If, after getting this far into the article, you still want to go ahead and borrow more on your mortgage; what are your options?
What Is A Further Advance?
When your current mortgage lender lends you more money, it’s called a ‘further advance’.
If you’re eligible for a further advance, you’ll be pleased to know that it’s a straightforward process.
There will be a maximum amount you’ll be able to borrow, called the ‘loan to value’ amount (LTV) – which is normally 80% – 85%
Your lender will also:
- Insist that you’ve had your current mortgage for at least 6 months.
- Want to know what you want the money for – and might even ask for proof.
- Make you go through an application process, which will involve a credit check and potentially another valuation of your property.
- Require the new loan to be borrowed on a separate mortgage rate, which will mean that arrangement or booking fees will need to be paid.

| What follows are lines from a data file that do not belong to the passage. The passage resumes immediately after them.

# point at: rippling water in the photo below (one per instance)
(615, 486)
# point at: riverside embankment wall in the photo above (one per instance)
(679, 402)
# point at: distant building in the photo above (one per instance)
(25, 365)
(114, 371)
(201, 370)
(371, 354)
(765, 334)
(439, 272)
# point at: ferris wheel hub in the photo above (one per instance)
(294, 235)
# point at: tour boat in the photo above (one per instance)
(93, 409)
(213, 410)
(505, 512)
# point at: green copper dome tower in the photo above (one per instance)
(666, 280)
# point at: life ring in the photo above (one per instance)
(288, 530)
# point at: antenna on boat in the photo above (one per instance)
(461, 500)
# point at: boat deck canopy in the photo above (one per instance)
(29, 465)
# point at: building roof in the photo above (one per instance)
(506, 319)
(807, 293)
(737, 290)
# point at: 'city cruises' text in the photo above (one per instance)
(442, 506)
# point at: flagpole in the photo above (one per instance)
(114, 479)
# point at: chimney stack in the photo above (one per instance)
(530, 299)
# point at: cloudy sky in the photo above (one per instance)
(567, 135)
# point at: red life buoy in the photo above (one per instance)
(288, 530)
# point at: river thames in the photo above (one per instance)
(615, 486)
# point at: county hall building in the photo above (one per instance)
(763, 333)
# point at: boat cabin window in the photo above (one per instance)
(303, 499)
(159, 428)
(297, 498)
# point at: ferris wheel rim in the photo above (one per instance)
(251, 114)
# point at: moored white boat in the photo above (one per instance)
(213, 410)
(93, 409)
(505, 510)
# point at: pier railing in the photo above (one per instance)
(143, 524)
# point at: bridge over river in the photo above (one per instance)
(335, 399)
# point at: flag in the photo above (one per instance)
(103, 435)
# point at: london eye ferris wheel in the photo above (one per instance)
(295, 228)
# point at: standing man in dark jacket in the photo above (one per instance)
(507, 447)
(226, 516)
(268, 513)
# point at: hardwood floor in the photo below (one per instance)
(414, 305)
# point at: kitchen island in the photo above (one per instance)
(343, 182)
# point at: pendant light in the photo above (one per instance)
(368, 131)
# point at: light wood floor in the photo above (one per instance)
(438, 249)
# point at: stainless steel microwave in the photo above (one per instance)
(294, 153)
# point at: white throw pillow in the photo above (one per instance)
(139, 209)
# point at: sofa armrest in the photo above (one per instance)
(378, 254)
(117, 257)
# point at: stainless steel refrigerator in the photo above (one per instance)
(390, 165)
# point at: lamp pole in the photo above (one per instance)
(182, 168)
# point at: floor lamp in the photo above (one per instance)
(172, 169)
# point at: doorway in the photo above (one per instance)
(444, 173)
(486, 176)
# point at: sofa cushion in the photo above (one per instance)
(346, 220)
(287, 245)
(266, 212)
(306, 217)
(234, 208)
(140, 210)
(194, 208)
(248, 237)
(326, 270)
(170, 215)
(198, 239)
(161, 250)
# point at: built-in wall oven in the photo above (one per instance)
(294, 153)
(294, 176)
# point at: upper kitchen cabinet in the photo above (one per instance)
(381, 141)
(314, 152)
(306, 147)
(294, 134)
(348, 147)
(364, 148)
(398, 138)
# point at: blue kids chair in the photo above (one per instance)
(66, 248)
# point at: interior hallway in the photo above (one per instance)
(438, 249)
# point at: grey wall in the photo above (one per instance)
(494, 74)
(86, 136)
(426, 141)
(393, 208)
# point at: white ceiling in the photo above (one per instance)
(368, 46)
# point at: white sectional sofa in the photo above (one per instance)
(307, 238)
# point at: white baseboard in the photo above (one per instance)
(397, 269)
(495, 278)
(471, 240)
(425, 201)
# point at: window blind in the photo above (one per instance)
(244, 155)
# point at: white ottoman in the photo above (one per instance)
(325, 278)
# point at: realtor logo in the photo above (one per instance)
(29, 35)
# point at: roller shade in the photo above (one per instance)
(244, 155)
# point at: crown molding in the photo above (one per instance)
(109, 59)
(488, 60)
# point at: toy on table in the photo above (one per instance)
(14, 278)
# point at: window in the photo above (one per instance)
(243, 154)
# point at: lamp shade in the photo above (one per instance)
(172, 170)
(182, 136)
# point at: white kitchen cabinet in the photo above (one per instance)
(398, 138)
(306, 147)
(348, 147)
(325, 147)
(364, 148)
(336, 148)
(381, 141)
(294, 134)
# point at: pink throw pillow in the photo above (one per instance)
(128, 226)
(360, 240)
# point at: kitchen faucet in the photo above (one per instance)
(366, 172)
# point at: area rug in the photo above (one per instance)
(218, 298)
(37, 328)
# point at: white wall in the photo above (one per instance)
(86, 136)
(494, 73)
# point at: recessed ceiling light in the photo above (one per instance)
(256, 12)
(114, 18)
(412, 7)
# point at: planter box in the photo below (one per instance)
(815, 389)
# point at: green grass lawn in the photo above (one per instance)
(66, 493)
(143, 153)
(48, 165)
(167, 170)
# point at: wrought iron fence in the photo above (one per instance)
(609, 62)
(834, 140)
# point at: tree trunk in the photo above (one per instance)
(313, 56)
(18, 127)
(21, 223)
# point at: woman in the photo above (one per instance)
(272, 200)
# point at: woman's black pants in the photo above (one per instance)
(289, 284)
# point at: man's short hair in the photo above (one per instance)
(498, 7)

If you jump through all of those (pretty low and easy) hoops, and your lender agrees to give you a further advance, there are, of course, some downsides.
It could affect your ability to remortgage in the future.
You also need to consider your credit score. Even if it was good enough to get you your mortgage in the first place, lenders’ criteria changes and so it might not be good enough now that you want a further advance.
“Why would it suddenly not be good enough?” you might ask..
Something as simple as taking a drop in salary, or your outgoings increasing, can scupper your chances when it comes to your mortgage lender lending you more.
What Is Remortgaging?
Remortgaging is when you pay off your existing mortgage by taking out a new mortgage with a different lender.
If the only reason you need more money is for something like a holiday, or to pay off debts, remortgaging is a pretty drastic step to take.
But, if you think that remortgaging is the best bet for you, what will your lender do?
1.They’ll want to know what you want the money for and, again, they’ll probably want proof
2.They’ll charge you mortgage fees such as arrangement or booking fees
3.They won’t charge you for the valuation or legal work
This is all great if you want to borrow a large amount and pay it back over a long period of time.
If you are tied into a mortgage rate it means you would have to pay an early repayment charge in order to get out of it, so you need to be sure it’s worth it.
It’s also worth knowing that a remortgage can take 6-8 weeks – so it’s not a good option if you’re in a rush!
What Is A Secured Loan?
As I mentioned earlier, a secured loan, sometimes called a ‘second charge mortgage’ is a loan available to homeowners.
Remember, despite that lovely, reassuring-sounding word: ‘secure’, a secured loan isn’t secure for you..
…If you can’t repay the loan, the lender can repossess your house and sell it to get their money back.
Think carefully before securing other debts against your home. Your home may be repossessed if you do nor keep up repayments on your mortgage.